Exploiting the magnetic field with Odini
Researchers at Israel’s Ben Gurion University (BGU) have demonstrated how attackers can successfully bypass Faraday cages to monitor low-frequency magnetic radiation emitted by air-gapped electronic devices.
“While Faraday rooms may successfully block electromagnetic signals which emanate from computers, low-frequency magnetic radiation disseminates through the air, penetrating metal shields within the rooms,” explains Dr. Mordechai Guri, the director of the Cybersecurity Research Center at BGU.
“That’s why a compass still works inside of a Faraday room. Attackers can use this covert magnetic channel to intercept sensitive data from virtually any desktop PCs, servers, laptops, embedded systems and other devices.”
More specifically, Guri’s Odini method (named after escape artist Harry Houdini), exploits the magnetic field generated by a CPU to circumvent even the most securely equipped room.

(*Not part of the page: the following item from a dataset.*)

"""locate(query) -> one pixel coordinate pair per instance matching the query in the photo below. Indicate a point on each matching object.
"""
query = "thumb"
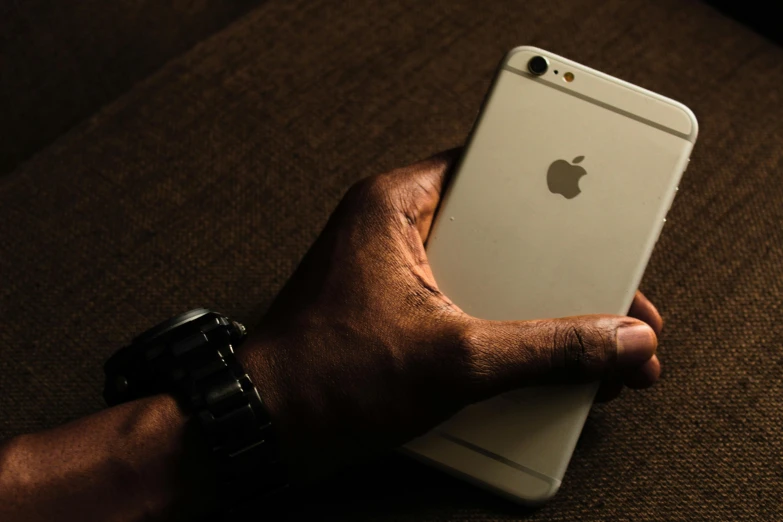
(508, 355)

Put simply, Odini is specially coded malware designed to control the low frequency magnetic fields emitted from an infected computer by regulating the load of the CPU cores. This means arbitrary data can be modulated and transmitted on top of the magnetic emission – and received by a magnetic receiver (bug) placed nearby.

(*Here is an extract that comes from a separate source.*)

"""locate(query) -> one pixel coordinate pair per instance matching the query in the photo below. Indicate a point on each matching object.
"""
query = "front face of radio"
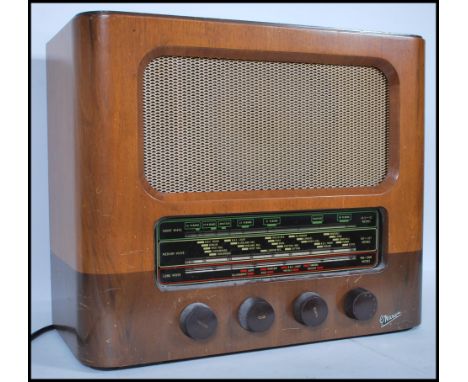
(258, 247)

It should be noted that the malicious code does not require special privileges (e.g., root) and can successfully operate from within isolated virtual machines (VMs).
Magneto malware taps covert channels
In a separate attack, Guri and his team utilized malware keystrokes and passwords on an air-gapped computer to transfer data to a nearby smartphone via its magnetic sensor.

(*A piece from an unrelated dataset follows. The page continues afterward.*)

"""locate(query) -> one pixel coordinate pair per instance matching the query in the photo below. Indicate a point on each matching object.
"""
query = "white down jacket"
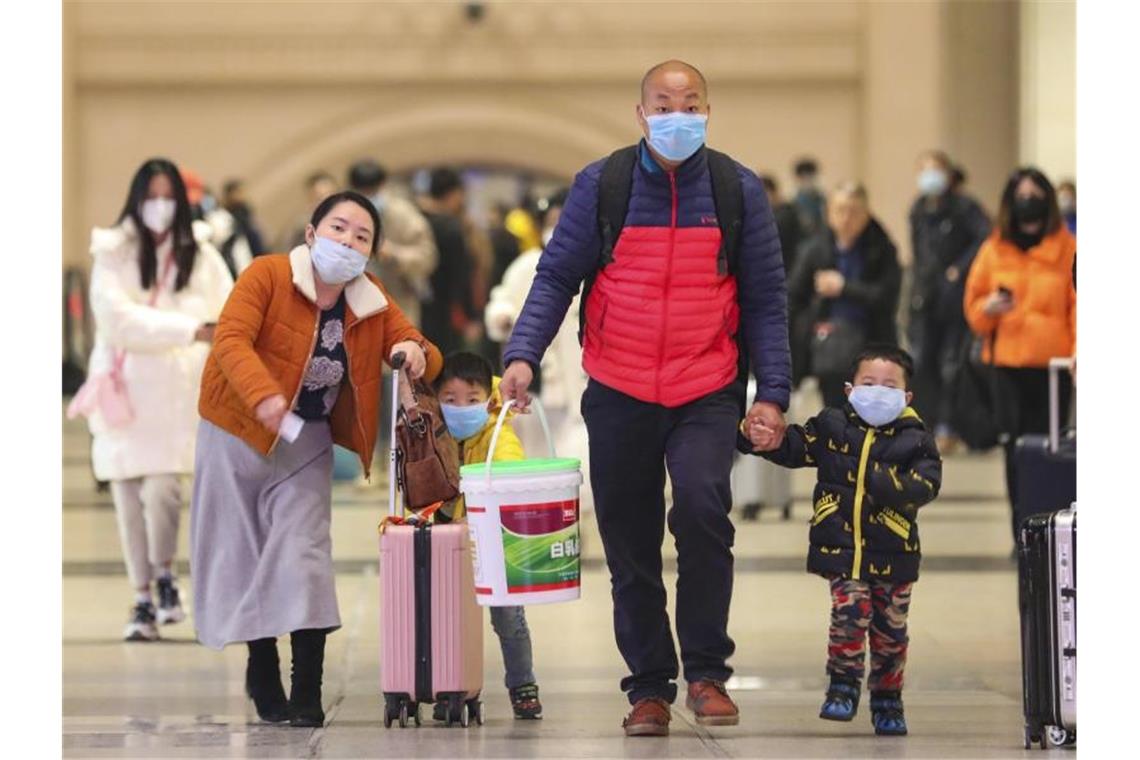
(163, 362)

“We implement a malware that controls the magnetic fields emanating from the computer by regulating workloads on the CPU cores,” Guri and his research team explained in a recently publish abstract.
“Sensitive data such as encryption keys, passwords, or keylogging data is encoded and transmitted over the magnetic signals, [while] a smartphone located near the computer receives the covert signals with its magnetic sensor.”
The abstract also noted that the proposed covert channel works from a user-level process without requiring special privileges – and can successfully operate from within an isolated virtual machine (VM). Moreover, attackers can intercept the leaked data even when a smartphone is sealed in a Faraday bag or set to airplane mode.
Extracting stolen data
As Wired’s Andy Greenberg reports, Guri’s work aims to demonstrate that once a device is infected, attackers aren’t going to necessarily wait to establish a traditional connection before they exfiltrate stolen data.
“Instead, they can use more insidious means to leak information to nearby computers—often to malware on a nearby smartphone, or another infected computer on the other side of the air gap,” he writes.
According to Guri, challenging the concept of air-gapped devices involves thinking creatively about how computer components can be surreptitiously transformed into clandestine communication devices.
“It goes way beyond typical computer science: electrical engineering, physics, thermodynamics, acoustic science, optics,” he tells Wired. “It requires thinking ‘out of the box,’ literally.”